“Un rischio per la salute pubblica con effetti su tutti”. Leggendo questa frase mi sono immaginato un utente che si connette al suo profilo social e appena gli appare la pagina web si trova di fronte un messaggio tipo: “I social causano ictus e disabilità”. Facciamo un passo indietro. L’affermazione è stata della deputata statunitense Alexandria Ocasio-Cortez, che ha appena annunciato di avere abbandonato proprio per questa ragione Facebook a cui deve, secondo molti osservatori, le sue vittorie elettorali che l’hanno portata a diventare la più giovane parlamentare nella storia degli Stati Uniti.

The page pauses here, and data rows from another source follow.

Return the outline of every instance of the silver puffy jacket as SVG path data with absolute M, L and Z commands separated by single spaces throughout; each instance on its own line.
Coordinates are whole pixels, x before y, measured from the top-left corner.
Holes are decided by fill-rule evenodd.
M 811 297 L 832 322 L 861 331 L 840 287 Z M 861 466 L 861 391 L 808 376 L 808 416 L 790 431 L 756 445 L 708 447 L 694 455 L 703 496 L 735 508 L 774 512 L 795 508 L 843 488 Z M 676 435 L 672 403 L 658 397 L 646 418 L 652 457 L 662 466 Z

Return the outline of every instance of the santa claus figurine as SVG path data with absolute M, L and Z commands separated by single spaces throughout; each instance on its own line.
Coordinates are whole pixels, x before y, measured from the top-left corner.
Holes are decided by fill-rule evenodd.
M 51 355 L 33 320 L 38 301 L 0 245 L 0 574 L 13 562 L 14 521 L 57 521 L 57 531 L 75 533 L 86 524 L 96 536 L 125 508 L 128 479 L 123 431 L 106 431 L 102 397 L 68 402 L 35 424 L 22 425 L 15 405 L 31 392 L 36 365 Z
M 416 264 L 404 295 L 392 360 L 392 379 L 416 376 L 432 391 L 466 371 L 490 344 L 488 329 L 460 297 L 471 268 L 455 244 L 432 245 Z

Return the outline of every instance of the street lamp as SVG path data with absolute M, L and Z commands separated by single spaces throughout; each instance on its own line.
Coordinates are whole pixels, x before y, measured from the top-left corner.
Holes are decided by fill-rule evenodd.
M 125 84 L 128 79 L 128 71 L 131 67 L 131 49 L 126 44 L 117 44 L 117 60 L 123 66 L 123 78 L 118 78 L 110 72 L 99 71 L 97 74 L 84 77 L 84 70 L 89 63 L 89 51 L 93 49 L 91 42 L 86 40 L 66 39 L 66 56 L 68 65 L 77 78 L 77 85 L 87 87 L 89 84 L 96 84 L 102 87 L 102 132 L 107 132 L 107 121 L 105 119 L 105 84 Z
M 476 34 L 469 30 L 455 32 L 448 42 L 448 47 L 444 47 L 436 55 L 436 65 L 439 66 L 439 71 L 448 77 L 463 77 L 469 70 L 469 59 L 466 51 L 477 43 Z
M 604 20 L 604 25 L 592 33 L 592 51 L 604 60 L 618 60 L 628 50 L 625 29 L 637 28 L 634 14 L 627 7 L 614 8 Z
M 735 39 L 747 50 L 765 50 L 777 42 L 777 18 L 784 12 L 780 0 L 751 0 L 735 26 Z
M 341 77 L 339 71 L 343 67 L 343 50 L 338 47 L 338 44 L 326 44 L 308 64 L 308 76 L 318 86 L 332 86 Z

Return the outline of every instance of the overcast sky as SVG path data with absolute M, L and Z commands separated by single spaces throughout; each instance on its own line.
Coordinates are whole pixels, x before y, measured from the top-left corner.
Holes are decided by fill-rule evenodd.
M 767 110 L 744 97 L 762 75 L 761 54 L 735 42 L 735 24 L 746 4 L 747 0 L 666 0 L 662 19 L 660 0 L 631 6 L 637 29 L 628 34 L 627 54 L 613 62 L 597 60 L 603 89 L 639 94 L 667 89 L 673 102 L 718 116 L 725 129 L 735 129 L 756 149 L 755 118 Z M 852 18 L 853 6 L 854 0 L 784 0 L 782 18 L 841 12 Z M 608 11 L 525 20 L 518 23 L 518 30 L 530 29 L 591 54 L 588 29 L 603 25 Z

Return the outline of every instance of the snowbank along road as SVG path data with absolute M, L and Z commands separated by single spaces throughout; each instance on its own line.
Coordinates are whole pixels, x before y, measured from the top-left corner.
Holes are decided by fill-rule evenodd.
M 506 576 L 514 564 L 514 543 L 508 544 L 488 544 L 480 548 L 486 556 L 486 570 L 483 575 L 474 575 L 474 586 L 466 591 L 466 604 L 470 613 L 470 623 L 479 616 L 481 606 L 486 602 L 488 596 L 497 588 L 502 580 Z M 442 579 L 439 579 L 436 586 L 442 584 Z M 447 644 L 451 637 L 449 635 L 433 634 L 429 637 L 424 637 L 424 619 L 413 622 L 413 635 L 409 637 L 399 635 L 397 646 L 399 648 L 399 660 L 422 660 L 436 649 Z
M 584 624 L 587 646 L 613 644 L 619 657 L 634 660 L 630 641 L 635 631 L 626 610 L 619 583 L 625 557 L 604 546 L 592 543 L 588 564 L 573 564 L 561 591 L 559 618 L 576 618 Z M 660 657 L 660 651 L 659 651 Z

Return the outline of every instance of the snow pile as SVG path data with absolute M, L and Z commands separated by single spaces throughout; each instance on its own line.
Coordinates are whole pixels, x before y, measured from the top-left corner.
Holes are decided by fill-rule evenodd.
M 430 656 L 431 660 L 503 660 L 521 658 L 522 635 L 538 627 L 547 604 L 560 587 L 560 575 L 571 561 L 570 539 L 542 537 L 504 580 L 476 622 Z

A questo punto si potrebbe discettare lungamente sull’exploit della giovane politica e sulle ragioni che l’hanno spinta a questa e ad altre dichiarazioni, per esempio quella in cui afferma: “Gli effetti sono amplificati per i giovani, specialmente per i bambini con meno di tre anni che passano molto tempo di fronte al monitor. Tuttavia penso che ci siano anche molti effetti sulle persone anziane. Credo che abbia effetti su chiunque. Aumenta l’isolamento, la depressione, l’ansia, la dipendenza, il desiderio di fuga dalla realtà”. Il messaggio è chiaro, ma appena letto ho pensato che lo avevo già sentito e forse anche tutti i lettori avranno avuto una sensazione di “déjà écouté”.
Ebbene sì, tra gli anni Settanta e gli Ottanta (veramente ancora oggi) esperti di media di vario genere, sociologi e psicologi ci mettono in guardia dai rischi di quello che chiamavamo il tubo catodico (oggi sulla via dell’estinzione), la vecchia e cara televisione. La giovane politica forse ha utilizzato i social come un succedaneo della tv, un media a “senso unico” utile per acquisire consenso, magari con qualche aggiustamento in tempo reale grazie ai feedback istantanei. In realtà, ha rimosso dalla sua critica l’interazione che Internet e i social in particolare richiedono normalmente all’utente.
Incredibilmente le dichiarazioni di Alexandria Ocasio-Cortez mi offrono l’opportunità di difendere i social media, almeno parzialmente. Ogni social offre il diritto di replica, di dissentire, di denunciare il falso per la sua natura di “media non mediato”; questo tuttavia implica la necessità di una straordinaria consapevolezza dell’utente, una maggiore responsabilità per i genitori che offrono ai propri figli uno strumento potentissimo con cui interagire. La domanda vera da porsi riguarda la posizione di chi offre questo mezzo che fa il paio con chi lo utilizza. Esso è analogo a qualsiasi altro prodotto della tecnica umana.
Il produttore di auto deve costruire vetture che garantiscano la sicurezza (freni, airbag, ABS, cinture di sicurezza, ecc.), ma la differenza la farà sempre il pilota con le sue azioni. Per i social non è diverso, quindi la vera e prima questione è se il produttore fa il suo dovere. A questo proposito qualche settimana fa Mark Zuckerberg ha chiesto apertamente ai governi di tutto il mondo di intervenire perché è necessario abbiano un “ruolo più attivo nell’aggiornamento delle regole di Internet”. Chi produce il mezzo inizia a essere seriamente preoccupato perché troppi incidenti potrebbero distruggere il suo mercato.
Partiamo da questo e facciamo una seria riflessione e poi non dimentichiamo mai il pilota: purtroppo il singolo utente che è alla guida del suo profilo di solito è privo di una qualsiasi forma di patente.